4th Sultan of Palembang
- Reign: 1724–1757
- Predecessor: Agung Komaruddin
- Successor: Ahmad Najamuddin I
- Born: Palembang, Sultanate of Palembang
- Died: 1757 Sultanate of Palembang.
- Issue: Ahmad Najamuddin I;

Names
- Mahmud Badaruddin Jayo Wikramo

Regnal name
- Sultan Mahmud Badaruddin I
- House: Azmatkhan
- Father: Sultan Muhammad Mansyur
- Mother: Nyimas Sunguk of Jambi
- Religion: Islam

= Mahmud Badaruddin I =

Sultan of Palembang Sultanate

Mahmud Badaruddin I, also known as Jayo Wikramo, was the fourth Sultan of Palembang, South Sumatra. Mahmud Badaruddin I reigned the Palembang Sultanate between 1724 and 1757.

==Reign==
Mahmud Badaruddin I was the sovereign of the Sultanate of Palembang between 1724 and 1757. His coronation ended a period of power struggle between the royal families which have continued since the death of Sultan Abdurrahman in 1706, the first regent of the Sultanate.

During the reign of Mahmud Badaruddin I, the role of pepper as the main commodity of Palembang was gradually replaced by tin. Mahmud Badaruddin succeeded in ensuring the sovereignty of Palembang over tin-producing islands of Bangka and Belitung which was formerly managed by the Bugis. In 1731, with the help of the Dutch East India Company, Mahmud Badaruddin I defeated a revolt started by the Bugis people in Bangka. Since then he brought Chinese miners onto the islands. Mahmud Badaruddin I himself married a Peranakan Chinese as one of his wives. Mahmud Badaruddin I appointed several Chinese Muslims as officials for tin mining in Bangka. At the end of his reign, there were around 25,000-30,000 Chinese who resided in Bangka.
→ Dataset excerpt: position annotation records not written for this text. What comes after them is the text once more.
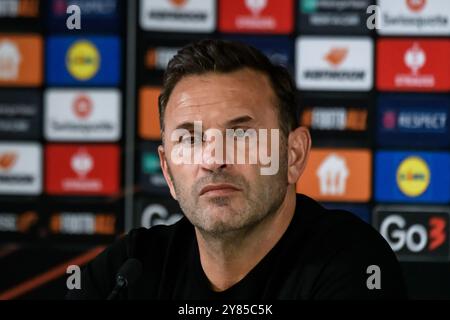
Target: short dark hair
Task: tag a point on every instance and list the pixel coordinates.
(222, 56)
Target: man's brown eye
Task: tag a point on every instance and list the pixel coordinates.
(190, 140)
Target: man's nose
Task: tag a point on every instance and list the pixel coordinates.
(213, 157)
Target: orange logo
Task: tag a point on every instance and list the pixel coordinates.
(178, 3)
(7, 160)
(150, 58)
(149, 127)
(26, 221)
(336, 56)
(20, 60)
(82, 107)
(337, 175)
(416, 5)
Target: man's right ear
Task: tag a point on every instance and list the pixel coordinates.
(165, 169)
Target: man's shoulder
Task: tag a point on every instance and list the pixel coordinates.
(142, 241)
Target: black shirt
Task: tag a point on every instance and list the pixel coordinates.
(324, 254)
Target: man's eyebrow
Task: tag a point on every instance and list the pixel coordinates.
(189, 126)
(239, 120)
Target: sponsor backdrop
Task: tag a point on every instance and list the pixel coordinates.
(79, 126)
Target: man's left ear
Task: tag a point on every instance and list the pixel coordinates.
(299, 145)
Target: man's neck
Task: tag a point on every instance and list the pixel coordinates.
(228, 260)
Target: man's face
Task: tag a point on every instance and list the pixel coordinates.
(220, 198)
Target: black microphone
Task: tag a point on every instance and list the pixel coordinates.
(130, 271)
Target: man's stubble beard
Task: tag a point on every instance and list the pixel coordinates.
(260, 200)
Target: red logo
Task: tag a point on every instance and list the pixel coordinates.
(82, 107)
(7, 161)
(416, 5)
(178, 3)
(336, 56)
(82, 170)
(253, 16)
(413, 65)
(60, 7)
(437, 232)
(389, 120)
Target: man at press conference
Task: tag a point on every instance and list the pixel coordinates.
(245, 233)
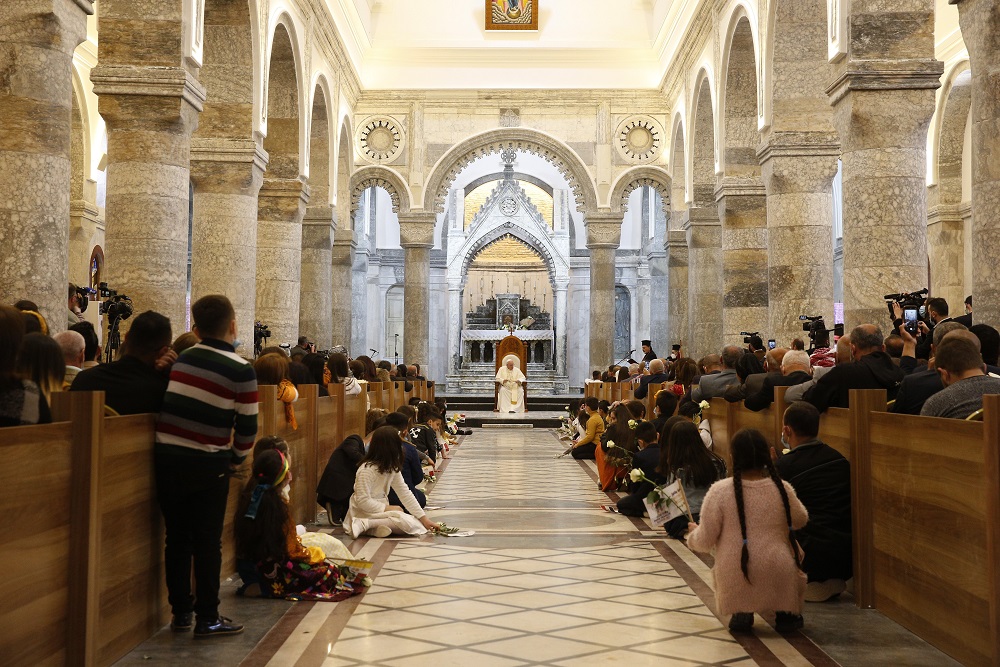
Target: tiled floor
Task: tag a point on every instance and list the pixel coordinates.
(548, 579)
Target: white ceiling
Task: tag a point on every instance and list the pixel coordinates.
(421, 44)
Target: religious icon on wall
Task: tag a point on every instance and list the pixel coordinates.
(512, 14)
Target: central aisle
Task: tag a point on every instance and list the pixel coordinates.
(548, 579)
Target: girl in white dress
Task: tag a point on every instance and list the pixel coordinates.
(369, 512)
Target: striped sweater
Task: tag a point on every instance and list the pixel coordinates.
(212, 393)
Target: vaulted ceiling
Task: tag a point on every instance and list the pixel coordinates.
(427, 44)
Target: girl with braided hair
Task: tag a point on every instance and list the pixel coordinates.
(749, 520)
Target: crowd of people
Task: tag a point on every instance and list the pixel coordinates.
(206, 397)
(779, 524)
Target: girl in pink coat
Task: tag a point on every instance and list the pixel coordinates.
(749, 520)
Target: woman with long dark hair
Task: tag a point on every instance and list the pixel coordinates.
(369, 512)
(621, 432)
(750, 519)
(685, 457)
(21, 401)
(266, 536)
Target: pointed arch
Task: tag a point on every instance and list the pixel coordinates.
(564, 158)
(385, 178)
(949, 138)
(638, 177)
(476, 245)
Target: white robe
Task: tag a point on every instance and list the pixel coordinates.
(511, 398)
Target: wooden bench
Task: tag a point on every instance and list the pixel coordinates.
(82, 545)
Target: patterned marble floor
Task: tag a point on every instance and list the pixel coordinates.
(548, 579)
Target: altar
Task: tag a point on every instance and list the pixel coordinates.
(483, 327)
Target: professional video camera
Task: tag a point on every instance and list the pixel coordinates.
(261, 333)
(116, 306)
(819, 335)
(83, 295)
(906, 300)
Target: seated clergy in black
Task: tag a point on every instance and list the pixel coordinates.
(656, 376)
(872, 368)
(822, 481)
(795, 369)
(136, 383)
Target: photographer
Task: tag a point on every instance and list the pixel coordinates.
(135, 383)
(872, 369)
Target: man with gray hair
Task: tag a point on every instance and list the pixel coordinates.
(714, 384)
(656, 376)
(73, 347)
(872, 368)
(923, 383)
(963, 373)
(795, 369)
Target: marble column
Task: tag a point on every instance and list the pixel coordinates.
(705, 281)
(883, 98)
(980, 22)
(342, 290)
(743, 211)
(678, 332)
(150, 112)
(416, 235)
(798, 174)
(946, 242)
(281, 207)
(36, 96)
(316, 309)
(227, 175)
(604, 232)
(454, 326)
(561, 319)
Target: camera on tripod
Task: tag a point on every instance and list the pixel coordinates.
(819, 335)
(261, 332)
(116, 306)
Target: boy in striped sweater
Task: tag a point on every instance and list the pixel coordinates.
(211, 399)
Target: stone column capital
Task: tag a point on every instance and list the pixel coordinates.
(877, 75)
(417, 231)
(799, 144)
(139, 81)
(285, 188)
(737, 187)
(240, 151)
(604, 229)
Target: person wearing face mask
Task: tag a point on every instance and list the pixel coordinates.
(333, 492)
(821, 477)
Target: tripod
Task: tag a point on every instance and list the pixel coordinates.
(114, 340)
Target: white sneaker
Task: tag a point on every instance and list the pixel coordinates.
(821, 591)
(380, 531)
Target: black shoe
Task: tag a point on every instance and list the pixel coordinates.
(785, 621)
(182, 622)
(741, 622)
(217, 627)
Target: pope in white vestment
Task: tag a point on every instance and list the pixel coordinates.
(511, 379)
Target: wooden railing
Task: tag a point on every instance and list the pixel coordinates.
(82, 540)
(926, 514)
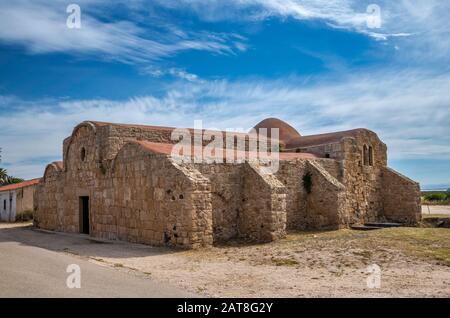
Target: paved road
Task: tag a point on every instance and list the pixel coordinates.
(32, 271)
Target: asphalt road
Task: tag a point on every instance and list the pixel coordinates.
(32, 271)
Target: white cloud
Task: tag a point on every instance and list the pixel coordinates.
(40, 26)
(172, 71)
(412, 25)
(409, 110)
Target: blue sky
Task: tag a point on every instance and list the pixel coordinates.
(319, 65)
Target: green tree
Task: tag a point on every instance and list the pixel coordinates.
(3, 176)
(6, 179)
(12, 180)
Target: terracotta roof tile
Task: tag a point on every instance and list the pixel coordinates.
(20, 185)
(166, 149)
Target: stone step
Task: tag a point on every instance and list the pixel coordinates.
(365, 228)
(383, 224)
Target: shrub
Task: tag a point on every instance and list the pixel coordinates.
(24, 216)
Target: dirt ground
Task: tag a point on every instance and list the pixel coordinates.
(436, 209)
(413, 261)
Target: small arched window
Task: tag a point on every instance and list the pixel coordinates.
(83, 154)
(365, 155)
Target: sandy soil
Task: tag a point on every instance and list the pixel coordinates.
(326, 264)
(436, 209)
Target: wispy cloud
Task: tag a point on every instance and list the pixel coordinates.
(40, 26)
(410, 24)
(409, 110)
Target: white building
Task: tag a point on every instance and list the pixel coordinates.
(16, 199)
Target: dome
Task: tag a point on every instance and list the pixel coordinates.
(286, 131)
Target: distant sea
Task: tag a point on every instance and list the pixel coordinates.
(435, 187)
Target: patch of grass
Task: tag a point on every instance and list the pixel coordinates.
(425, 243)
(432, 216)
(284, 261)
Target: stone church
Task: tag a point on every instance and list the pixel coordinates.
(122, 182)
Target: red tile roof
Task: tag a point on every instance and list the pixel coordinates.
(166, 149)
(20, 185)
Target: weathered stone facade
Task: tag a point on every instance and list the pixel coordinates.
(121, 182)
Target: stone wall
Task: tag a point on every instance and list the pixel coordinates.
(326, 206)
(263, 215)
(401, 198)
(25, 199)
(141, 196)
(226, 197)
(49, 200)
(291, 173)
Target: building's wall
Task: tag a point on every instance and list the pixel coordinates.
(139, 196)
(25, 199)
(326, 204)
(49, 200)
(401, 198)
(291, 173)
(263, 214)
(226, 197)
(8, 206)
(363, 183)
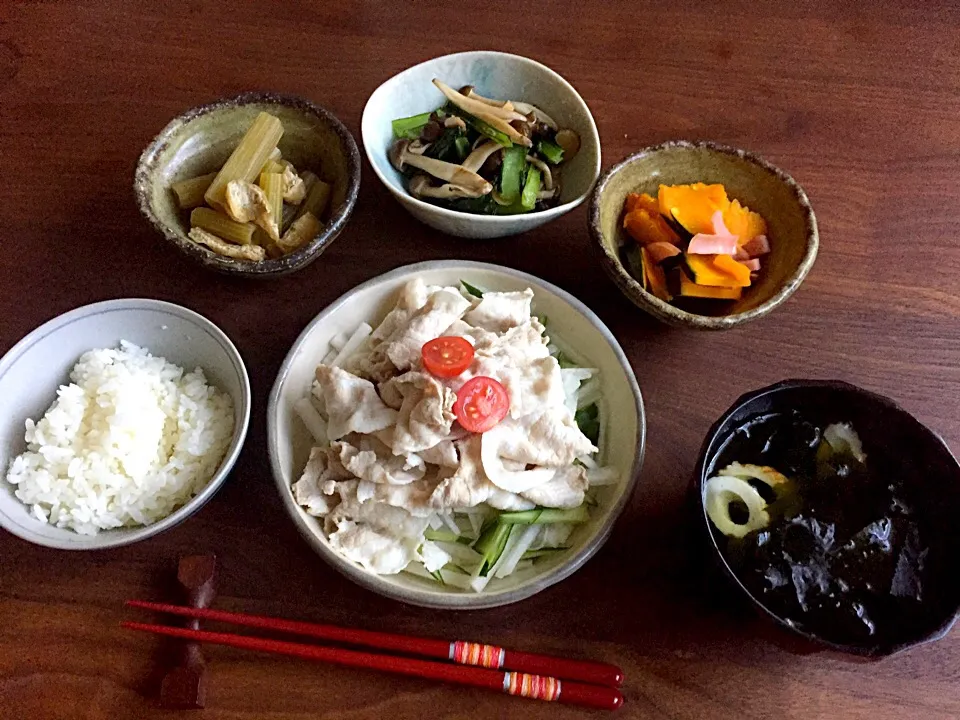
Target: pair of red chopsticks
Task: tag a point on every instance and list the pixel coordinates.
(541, 677)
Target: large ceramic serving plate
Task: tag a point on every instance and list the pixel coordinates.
(570, 323)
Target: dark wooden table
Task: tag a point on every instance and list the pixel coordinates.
(863, 107)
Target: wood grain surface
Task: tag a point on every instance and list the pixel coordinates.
(862, 106)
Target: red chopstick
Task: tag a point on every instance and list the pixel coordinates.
(465, 653)
(536, 687)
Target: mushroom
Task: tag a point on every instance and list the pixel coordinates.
(420, 186)
(479, 156)
(418, 147)
(540, 115)
(400, 156)
(496, 117)
(570, 142)
(544, 169)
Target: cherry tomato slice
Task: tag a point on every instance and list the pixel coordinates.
(447, 356)
(481, 403)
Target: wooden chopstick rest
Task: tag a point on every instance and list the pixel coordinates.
(184, 686)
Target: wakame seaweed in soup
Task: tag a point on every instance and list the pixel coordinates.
(832, 541)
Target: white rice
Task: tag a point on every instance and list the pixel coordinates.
(128, 441)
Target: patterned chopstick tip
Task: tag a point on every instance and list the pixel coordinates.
(536, 687)
(467, 653)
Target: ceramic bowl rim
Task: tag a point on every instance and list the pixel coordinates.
(491, 220)
(703, 522)
(455, 601)
(127, 536)
(671, 314)
(149, 162)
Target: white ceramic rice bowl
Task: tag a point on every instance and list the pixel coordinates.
(497, 75)
(32, 370)
(622, 442)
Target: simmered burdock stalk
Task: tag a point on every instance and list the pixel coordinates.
(253, 253)
(223, 227)
(246, 162)
(246, 203)
(190, 192)
(302, 231)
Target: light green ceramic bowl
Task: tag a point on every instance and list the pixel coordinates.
(748, 178)
(200, 140)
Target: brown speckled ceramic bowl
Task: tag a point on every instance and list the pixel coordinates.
(200, 140)
(748, 178)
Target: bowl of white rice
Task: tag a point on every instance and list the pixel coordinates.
(120, 419)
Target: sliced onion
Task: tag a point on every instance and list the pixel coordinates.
(765, 474)
(844, 440)
(725, 489)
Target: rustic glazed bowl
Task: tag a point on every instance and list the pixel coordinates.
(748, 178)
(35, 367)
(497, 75)
(882, 424)
(572, 325)
(200, 140)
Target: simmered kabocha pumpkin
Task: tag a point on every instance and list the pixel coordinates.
(694, 242)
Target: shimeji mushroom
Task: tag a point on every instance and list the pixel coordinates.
(400, 156)
(420, 186)
(570, 142)
(496, 117)
(478, 157)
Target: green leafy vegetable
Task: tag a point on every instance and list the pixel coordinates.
(542, 552)
(472, 289)
(484, 129)
(445, 147)
(551, 152)
(410, 127)
(440, 535)
(530, 189)
(491, 545)
(588, 420)
(462, 145)
(544, 516)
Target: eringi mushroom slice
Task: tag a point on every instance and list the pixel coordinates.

Mahmud Badaruddin I managed to rule with peace and improved trade in the Sultanate. He gained the support of the nobles by maintaining thought-exchange and communications with them. The Dutch East India Company did not interfere with his administration because of the deteriorating financial condition of the Dutch East India Company at that time, as well as the apparent stronger competition with the British Empire and the strengthening power of the Bugis in the western part of the Indies. The biggest conflict faced by the Palembang Sultanate during the reign of Mahmud Badaruddin I was the conflict with the Banten Sultanate, especially the fight over the region of Lampung. At that time, the region of Lampung is known as a producer of pepper, as well as gold since the 1730s. Even though the Dutch East India Company mediated the conflict in 1738 and won the claim of Lampung to Banten, Mahmud Badaruddin maintained close relation with the ponggawa (chiefs) of Tulang Bawang Kingdom and the other rulers in Lampung, that they decided to maintain trade with the merchants of Palembang.

==Death==
Mahmud Badaruddin was buried in the cemetery complex of Kawang Tengkurep, located in Belabak Street, 3 Ilir, Palembang. The construction of the cemetery complex was ordered by Mahmud Badaruddin himself for his family, relatives, and other high officials of the Sultanate. Some Sultans of Palembang were also buried in the Kawang Tengkurep cemetery complex.